Modern applications run typically in the cloud. As good residents, distributed applications must fulfill many requirements in order to enable reliable operations and maintenance. This article summarizes the most important points in order to go live and to keep applications healthy over their lifetime.
All modern cloud applications should comply with the 12-factor app principles:
- Codebase is tracked in a version control system, the same code will be deployed in different environments
- Dependencies are shipped with the deployable artifact
- Backing Services can be detached and re-attached without code changes (e.g. database, message broker)
- Config remains in environment variables
- Separate stages for Build, Release, Run
- An application runs as a single stateless process. Data must be stored in a database.
- Port Binding: applications export their service via a port binding
- Concurrency, services are horizontally scalable
- Disposability, applications are disposable, startup fast and support graceful shutdown (handles OS signals)
- Dev/Prod parity, environments are as similar as possible
- Logs are treated as a continuous stream of events (no log-file rotation)
- Admin processes, e.g. database migrations are done as one-off admin process within the same environment as the long-running application
More often than not, developers are busy with adding new features but for reliable and robust applications, they must focus on cross-functional features too. With a DevOps culture, developers should collaborate closely with the ops-team and should know the infrastructure as well.
build with one command, complex logic should be abstracted away inside a script
integrate unit tests into the CI build
add integration tests, load tests, only add minimalistic end-2-end tests because they are costly to maintain
don’t forget the fallacies of distributed systems, add retries with backoffs for idempotent requests, circuit breakers, load-shedding
know the application’s resource limits - set them accordingly!
add health and readiness checks to the applications
use feature flags instead of spinning up whole environments (enable/disable features for a selected userbase)
consider multi-tenancy from the start (regions, users)

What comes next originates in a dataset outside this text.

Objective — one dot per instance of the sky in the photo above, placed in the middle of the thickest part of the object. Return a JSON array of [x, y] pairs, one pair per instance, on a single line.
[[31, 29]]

- use a modern CI/CD pipeline with a simple branching strategy like github flow, avoid gitflow
- keep the CI pipeline simple, move complex logic into scripts
- backup strategy for databases
- regular firedrills (restore backup)
- keep the number of environments low (preferably Dev and Prod)
- for an healthy DevOps culture, developers should do operations too. They should feel the pain during an outage. Afterwards they will write more robust code 😄
- the whole infrastructure is available as code IaC (terraform, AWS CDK, Azure Bicep)
- infrastructure is treated as normal code with the same process (kept in version control, pull requests, CI/CD pipelines)
- optionally, use GitOps tools (flux, ArgoCD)
Keeping a comprehensible overview over distributed systems is much more complex than with monolithic architectures. Therefore good observability is critical.
- log to STDOUT/STDERR
- structured logging with JSON
- add request-ids to log-events
- logs are ephemeral - don’t use logs as persistent data store!
- track at least the four golden signals
- RED pattern (Request Rate, Error Rate, Duration)
- USE pattern (Utilization, Saturation, Errors)
- define SLIs, SLOs, SLAs and monitor them
- alert on reasonable signals (don’t over-alert - otherwise people will start to ignore the alerts)
- up-time availability checks
- dashboards for the most relevant metrics
Technical documentation is the gateway for a better understanding and helps to build a mental model of the complex, intertwined parts of big distributed systems. Good documentation is crucial for new team members and for your future self.
- architecture diagrams visualize the IT landscape and give an overview of all participating applications and their relations
README.mdin root directory
- project overview and purpose
- development instructions (build commands, how to setup the project locally)
- references to other helpful documentation and related git-repositories
- playbook/runbook with helpful instructions (how to handle incidents, useful logging/metrics queries, dashboard links)
- architecture decisions records ADRs
The cloud is expensive. Hence it is important to have cost transparency in order to provide exact billings per organizational grouping. Further current costs should be monitored and alarms should be triggered if they are too high.
- tag infrastructure (project, department, team, contact persons, cost center)
- quick dashboard for monthly costs